You’ll also exercise your cloud skills as infrastructure is increasingly hosted on internal clouds, external clouds, and in a hybrid model. You’ll have a good knowledge of Kubernetes, Docker and associated projects such as Terraform and Prometheus with the opportunity to extend your skills as opportunities arise.

We’ve named a lot of technologies in this text and there are a few hard requirements in the section below. However, your overriding skills will be your ability to collaborate intelligently and work autonomously. You’ll be asked by your manager to tackle specific projects from time to time but you’ll also have the initiative to formulate your own work proposals within the general requirements of the cluster. You’ll attend project calls and sometimes physically travel outside the UK to external project meetings and events such as hackathons.

From time to time as requested you’ll also carry out other technical duties such as reviewing technical proposals and presenting your work at meetings.

You have

  • A bachelor’s degree or higher in bioinformatics, computer science, software engineering, or equivalent experience.

  • Experience working with bioinformatics workflows. You do not necessarily need to have created workflows but you must be able to demonstrate an understanding of components commonly used within them and the results they are trying to achieve.

  • Experience working with at least one of the workflow systems commonly used in bioinformatics such as Nextflow, Snakemake and Galaxy.

  • Contributed to projects used by open-source communities. You must be able to demonstrate pull request acceptance and evidence of collaborative discussion.
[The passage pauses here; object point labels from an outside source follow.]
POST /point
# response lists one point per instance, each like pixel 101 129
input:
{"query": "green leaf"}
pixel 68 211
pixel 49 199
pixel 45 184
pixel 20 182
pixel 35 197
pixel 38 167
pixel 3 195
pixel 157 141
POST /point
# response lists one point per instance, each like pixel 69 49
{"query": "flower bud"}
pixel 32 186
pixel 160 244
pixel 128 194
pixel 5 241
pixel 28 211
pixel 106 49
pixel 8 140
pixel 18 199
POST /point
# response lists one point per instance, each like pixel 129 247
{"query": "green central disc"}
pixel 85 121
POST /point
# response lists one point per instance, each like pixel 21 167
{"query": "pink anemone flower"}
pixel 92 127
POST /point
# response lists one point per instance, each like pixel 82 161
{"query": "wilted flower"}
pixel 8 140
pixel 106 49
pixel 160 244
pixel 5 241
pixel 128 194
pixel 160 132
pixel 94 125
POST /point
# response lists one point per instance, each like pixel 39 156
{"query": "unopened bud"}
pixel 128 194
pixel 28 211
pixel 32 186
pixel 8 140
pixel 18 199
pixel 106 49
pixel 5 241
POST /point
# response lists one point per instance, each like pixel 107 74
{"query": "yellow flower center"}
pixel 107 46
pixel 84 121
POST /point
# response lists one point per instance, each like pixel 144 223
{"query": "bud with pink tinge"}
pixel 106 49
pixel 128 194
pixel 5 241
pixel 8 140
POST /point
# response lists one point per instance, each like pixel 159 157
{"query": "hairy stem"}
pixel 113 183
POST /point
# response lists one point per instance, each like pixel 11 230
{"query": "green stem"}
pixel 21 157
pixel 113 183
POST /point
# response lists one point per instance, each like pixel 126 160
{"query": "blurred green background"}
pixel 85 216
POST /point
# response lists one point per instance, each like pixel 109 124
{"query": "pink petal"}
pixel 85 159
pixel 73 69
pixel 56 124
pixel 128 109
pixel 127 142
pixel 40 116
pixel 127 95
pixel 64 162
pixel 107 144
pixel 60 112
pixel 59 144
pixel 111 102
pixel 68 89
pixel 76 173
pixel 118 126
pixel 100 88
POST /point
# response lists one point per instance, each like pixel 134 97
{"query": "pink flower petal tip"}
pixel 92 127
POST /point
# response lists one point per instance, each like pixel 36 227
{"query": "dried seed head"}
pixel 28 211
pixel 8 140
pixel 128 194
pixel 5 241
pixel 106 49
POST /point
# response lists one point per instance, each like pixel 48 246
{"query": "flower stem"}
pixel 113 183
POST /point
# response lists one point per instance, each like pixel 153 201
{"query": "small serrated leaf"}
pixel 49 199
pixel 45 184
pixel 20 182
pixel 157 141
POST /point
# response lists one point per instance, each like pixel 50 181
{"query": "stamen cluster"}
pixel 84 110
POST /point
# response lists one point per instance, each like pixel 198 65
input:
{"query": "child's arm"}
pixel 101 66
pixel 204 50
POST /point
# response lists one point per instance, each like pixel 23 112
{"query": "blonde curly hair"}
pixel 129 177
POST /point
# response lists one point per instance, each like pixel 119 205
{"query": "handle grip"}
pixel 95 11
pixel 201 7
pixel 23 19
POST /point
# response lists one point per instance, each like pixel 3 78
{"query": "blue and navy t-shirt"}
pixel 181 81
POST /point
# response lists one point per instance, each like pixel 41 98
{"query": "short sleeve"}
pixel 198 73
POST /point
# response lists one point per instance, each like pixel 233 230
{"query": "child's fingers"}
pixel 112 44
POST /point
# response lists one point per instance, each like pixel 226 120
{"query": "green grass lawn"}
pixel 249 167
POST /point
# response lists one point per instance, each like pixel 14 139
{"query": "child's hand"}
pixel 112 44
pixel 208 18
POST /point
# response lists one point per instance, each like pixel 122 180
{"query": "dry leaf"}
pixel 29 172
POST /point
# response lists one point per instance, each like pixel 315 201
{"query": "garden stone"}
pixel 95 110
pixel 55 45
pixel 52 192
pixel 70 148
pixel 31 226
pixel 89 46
  • Developed software in Python or Java

  • Created containerised software in Docker or Singularity and deployed software using container orchestration tools such as Kubernetes.

  • Deployed software on cloud infrastructures such as GCP or AWS.
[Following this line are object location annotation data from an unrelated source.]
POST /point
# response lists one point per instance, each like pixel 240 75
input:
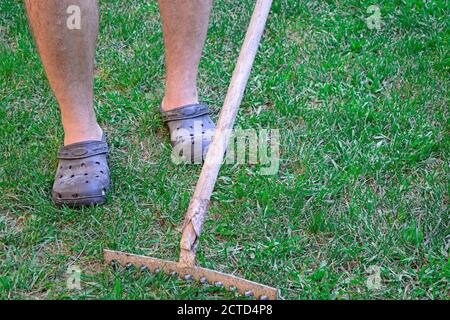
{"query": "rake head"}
pixel 203 275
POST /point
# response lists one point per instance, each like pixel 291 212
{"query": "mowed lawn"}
pixel 363 179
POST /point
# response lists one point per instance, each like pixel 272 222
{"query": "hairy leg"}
pixel 185 25
pixel 67 55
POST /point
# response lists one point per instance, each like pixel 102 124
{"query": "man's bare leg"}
pixel 68 58
pixel 185 25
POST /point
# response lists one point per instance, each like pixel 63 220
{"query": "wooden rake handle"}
pixel 199 203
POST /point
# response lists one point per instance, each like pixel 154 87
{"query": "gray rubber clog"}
pixel 82 177
pixel 191 130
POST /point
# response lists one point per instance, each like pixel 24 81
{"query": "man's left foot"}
pixel 191 130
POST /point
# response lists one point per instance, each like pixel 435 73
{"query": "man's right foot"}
pixel 82 177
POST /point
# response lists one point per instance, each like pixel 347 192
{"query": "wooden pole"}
pixel 199 203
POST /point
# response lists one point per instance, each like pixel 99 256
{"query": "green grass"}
pixel 363 180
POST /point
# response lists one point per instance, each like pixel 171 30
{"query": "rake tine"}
pixel 229 282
  • Good verbal and writing skills in English.

You might also have

  • Contributed to open-source workflow systems such as Nextflow, Snakemake and Galaxy. This need not be code - equally valid are, for example, contributions of documentation, substantive discussion and organization of builds and releases.

  • Worked on scientific projects and collaborations where participants are distributed over a number of different organizations and countries. For example, you may have experience working with the ELIXIR distributed infrastructure for life science data or in the life-science community through organisations such as GA4GH.

  • Integrated individual components (e.g. microservices) into a larger system using facilities such as message queueing and REST APIs.

  • Experience working with continuous integration systems such as Jenkins or Travis.